SINGAPORE (The Straits Times/Asia News Network): The reputation of the People’s Action Party (PAP) and Government has been dealt a blow by the corruption probe involving Transport Minister S. Iswaran (pic), especially since they have always prided themselves on their integrity and probity, observers said.
If not managed well, it could affect the party’s performance at the next general election, which must be held by November 2025, they added.
Political watchers interviewed on Wednesday said it will be important for the Government to reinforce its zero-tolerance stand against wrongdoing in its ranks, and to be open and transparent about the ongoing case.
They were commenting on news that Iswaran is assisting in investigations in a case uncovered by the Corrupt Practices Investigation Bureau (CPIB).
Singapore Management University associate professor of law Eugene Tan said: “This latest case is a severe reputational hit for a party and Government that has long prided itself on incorruptibility and high standards of probity in governance.
“Iswaran being put on leave while investigations are ongoing is a body blow to the PAP Government.”
That he has been relieved of his ministerial duties “suggests that there is preliminary credible evidence that laws may have been broken”, he added.
But he emphasised that the minister is innocent until proven guilty.
The probe also comes on the heels of two other controversies in recent weeks, involving other PAP office-holders.
The first involved Home Affairs and Law Minister K. Shanmugam and Foreign Minister Vivian Balakrishnan, who were accused of wrongdoing in their rental of two Ridout Road black-and-white bungalows managed by the Singapore Land Authority. They were cleared following a CPIB investigation.
The second controversy was when Speaker of Parliament Tan Chuan-Jin was caught on microphone using an expletive to describe Workers’ Party MP Jamus Lim’s speech on support for lower-income Singaporeans.
Nydia Ngiow, managing director of policy advisory firm BowerGroupAsia’s Singapore office, said: “This unprecedented assault on the party’s credibility could not have come at a worse time for the PAP, which is undergoing a leadership transition.”
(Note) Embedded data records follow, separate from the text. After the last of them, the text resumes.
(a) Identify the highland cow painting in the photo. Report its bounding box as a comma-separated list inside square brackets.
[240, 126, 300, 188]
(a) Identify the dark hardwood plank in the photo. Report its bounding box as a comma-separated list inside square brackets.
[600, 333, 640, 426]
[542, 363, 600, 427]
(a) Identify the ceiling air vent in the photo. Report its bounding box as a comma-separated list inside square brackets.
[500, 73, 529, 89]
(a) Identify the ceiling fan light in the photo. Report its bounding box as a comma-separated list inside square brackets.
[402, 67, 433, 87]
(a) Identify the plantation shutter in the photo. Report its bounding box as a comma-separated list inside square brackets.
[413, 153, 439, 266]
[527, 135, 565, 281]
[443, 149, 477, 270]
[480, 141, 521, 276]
National University of Singapore (NUS) associate professor of sociology Tan Ern Ser said the recent incidents could be one of the worst crises for the party, especially against a backdrop of a challenging economic climate and a more critical citizenry.
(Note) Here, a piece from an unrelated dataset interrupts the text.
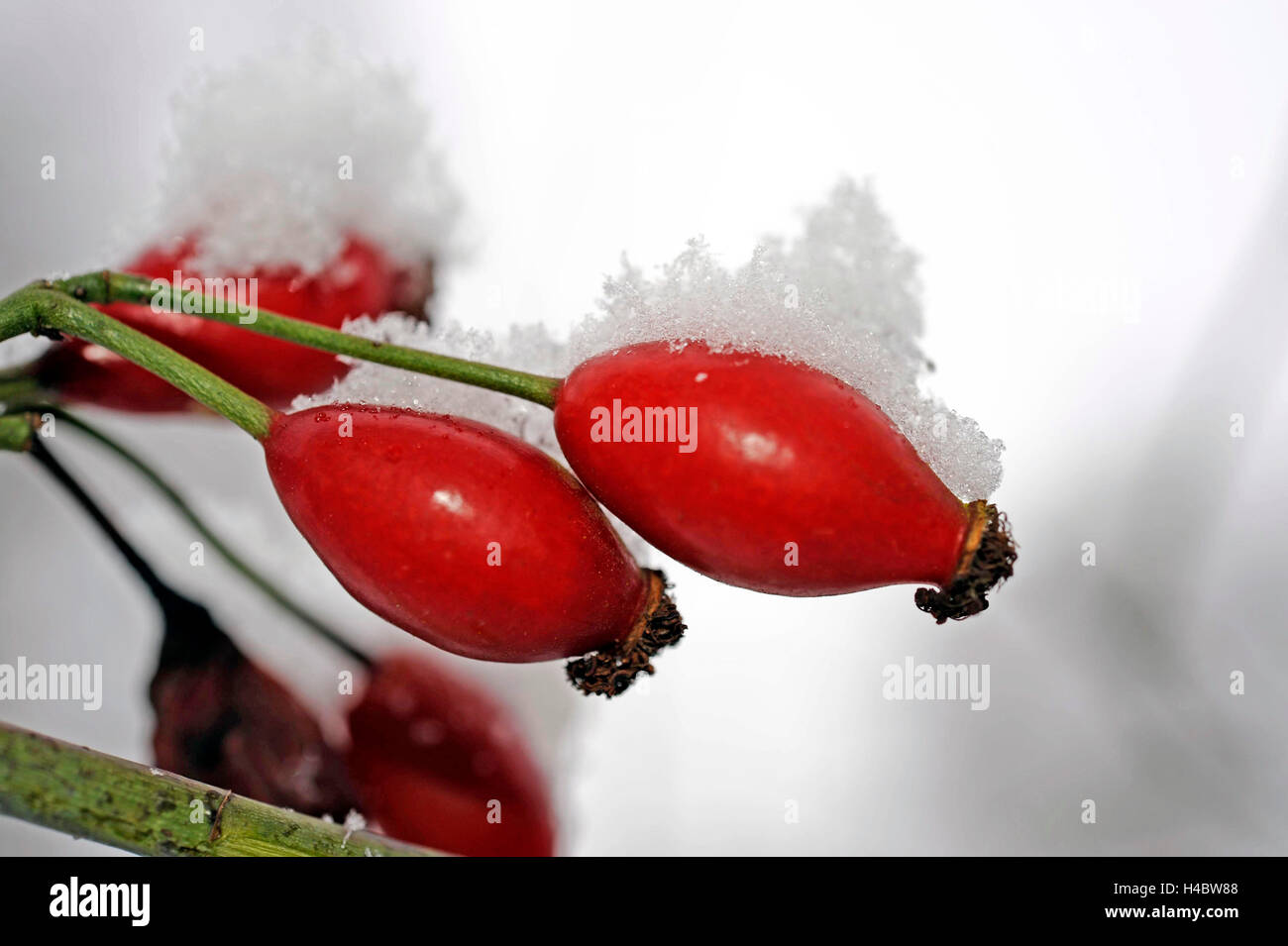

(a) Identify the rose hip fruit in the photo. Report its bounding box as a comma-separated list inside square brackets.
[348, 654, 555, 857]
[555, 341, 1015, 623]
[265, 404, 684, 695]
[36, 238, 401, 412]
“These episodes emerging in rapid succession are certainly not helpful to the ruling party,” he added.
But the observers also stressed that there is a difference between both CPIB investigations.
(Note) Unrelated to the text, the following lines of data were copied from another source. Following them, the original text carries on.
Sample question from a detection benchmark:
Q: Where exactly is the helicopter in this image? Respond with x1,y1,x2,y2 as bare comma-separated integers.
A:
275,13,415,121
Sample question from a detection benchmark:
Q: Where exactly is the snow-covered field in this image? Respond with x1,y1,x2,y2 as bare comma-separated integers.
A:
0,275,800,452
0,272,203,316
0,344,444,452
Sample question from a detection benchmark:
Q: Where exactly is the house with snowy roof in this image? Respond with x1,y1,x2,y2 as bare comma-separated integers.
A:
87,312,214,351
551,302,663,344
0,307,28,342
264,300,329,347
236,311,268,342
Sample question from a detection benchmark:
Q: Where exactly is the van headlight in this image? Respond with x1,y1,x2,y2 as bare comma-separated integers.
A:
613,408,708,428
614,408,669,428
The CPIB had found no evidence of corruption or wrongdoing by Shanmugam and Dr Balakrishnan, and all others involved in the Ridout Road rental transactions.
Dr Gillian Koh, the Institute of Policy Studies’ senior research fellow in the governance and economy department, said the “Ridout Road saga must be understood as one where the ministers have, in fact, been cleared of any wrongdoing”.
While the current probe will make a dent in the PAP Government’s reputation, it remains to be seen if its political fortunes will be affected, said observers.
Political observer and former nominated MP Zulkifli Baharudin noted that how the party handles the CPIB investigation will be crucial.
“If it is well-handled and the Government demonstrates that it is still operating according to its own values of having institutions that do not tolerate corruption, then it’s a validation of the system. In fact, it may strengthen support in the system because systems are strengthened by challenges,” he said.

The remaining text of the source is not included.